No new safety signals or serious adverse effects related to the combination therapy were reported, supporting its clinical feasibility.
Expert Commentary
The REDEFINE 1 study compellingly illustrates the enhanced efficacy of combining cagrilintide with semaglutide for weight management in adults with overweight or obesity. Mechanistically, while semaglutide modulates appetite and glycemic control via GLP-1 receptor agonism, cagrilintide, an amylin analog, suppresses appetite and delays gastric emptying, suggesting complementary pathways are targeted.
This dual hormonal approach may redefine the therapeutic landscape, since achieving >20% weight loss pharmacologically is a significant milestone often requiring surgical intervention. However, clinicians must balance efficacy with gastrointestinal tolerability and individualize treatment plans.
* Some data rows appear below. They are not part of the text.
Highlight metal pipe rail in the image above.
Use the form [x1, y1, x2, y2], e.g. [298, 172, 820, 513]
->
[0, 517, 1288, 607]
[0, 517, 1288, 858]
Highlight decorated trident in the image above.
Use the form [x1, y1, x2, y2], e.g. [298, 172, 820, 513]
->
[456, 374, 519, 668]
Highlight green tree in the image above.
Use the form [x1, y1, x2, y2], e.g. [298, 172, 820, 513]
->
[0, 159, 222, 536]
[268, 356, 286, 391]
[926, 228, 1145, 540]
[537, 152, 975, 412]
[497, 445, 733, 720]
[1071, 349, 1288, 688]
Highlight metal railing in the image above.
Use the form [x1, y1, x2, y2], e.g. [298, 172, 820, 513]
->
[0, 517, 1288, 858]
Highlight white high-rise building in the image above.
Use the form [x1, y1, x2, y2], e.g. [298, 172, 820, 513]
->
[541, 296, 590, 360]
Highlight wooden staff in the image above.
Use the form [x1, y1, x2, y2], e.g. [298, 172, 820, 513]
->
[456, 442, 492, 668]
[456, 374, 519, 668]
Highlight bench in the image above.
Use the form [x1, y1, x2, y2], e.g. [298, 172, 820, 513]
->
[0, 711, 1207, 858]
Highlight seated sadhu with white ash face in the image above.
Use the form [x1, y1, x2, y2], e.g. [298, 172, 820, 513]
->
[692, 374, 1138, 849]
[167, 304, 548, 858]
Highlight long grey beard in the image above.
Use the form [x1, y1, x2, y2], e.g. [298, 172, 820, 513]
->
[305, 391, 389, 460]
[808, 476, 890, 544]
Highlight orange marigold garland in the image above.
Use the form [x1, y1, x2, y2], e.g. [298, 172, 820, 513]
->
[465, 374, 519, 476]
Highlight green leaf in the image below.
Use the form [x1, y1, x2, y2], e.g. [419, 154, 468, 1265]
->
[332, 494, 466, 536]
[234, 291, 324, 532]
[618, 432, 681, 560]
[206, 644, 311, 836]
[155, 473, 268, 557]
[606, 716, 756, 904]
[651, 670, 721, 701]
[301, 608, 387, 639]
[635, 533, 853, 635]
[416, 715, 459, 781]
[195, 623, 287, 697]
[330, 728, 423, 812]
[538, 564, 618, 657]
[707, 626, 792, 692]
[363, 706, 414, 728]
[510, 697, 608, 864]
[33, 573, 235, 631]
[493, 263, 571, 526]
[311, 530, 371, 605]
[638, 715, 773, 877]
Study strengths include its large sample size, long follow-up, and rigorous controls. Limitations include exclusion of individuals with diabetes and potential generalizability challenges to diverse populations. Future studies should explore cardiovascular outcomes with the combination, effects in diabetes, and real-world adherence dynamics.
Conclusion
Coadministration of cagrilintide and semaglutide (CagriSema) confers substantial and clinically meaningful body-weight reductions in adults with overweight or obesity compared to placebo. This combination therapy provides a promising advance in obesity pharmacotherapy, potentially enabling greater weight loss than existing medications alone. While gastrointestinal side effects are common, they are generally manageable.
These findings offer a new therapeutic option that may shift treatment paradigms but require further research into long-term cardiovascular outcomes, broader population applicability, and integration into clinical practice guidelines.
References
Garvey WT, Blüher M, Osorto Contreras CK, Davies MJ, Winning Lehmann E, Pietiläinen KH, Rubino D, Sbraccia P, Wadden T, Zeuthen N, Wilding JPH; REDEFINE 1 Study Group. Coadministered Cagrilintide and Semaglutide in Adults with Overweight or Obesity. N Engl J Med. 2025 Aug 14;393(7):635-647. doi: 10.1056/NEJMoa2502081. Epub 2025 Jun 22. PMID: 40544433.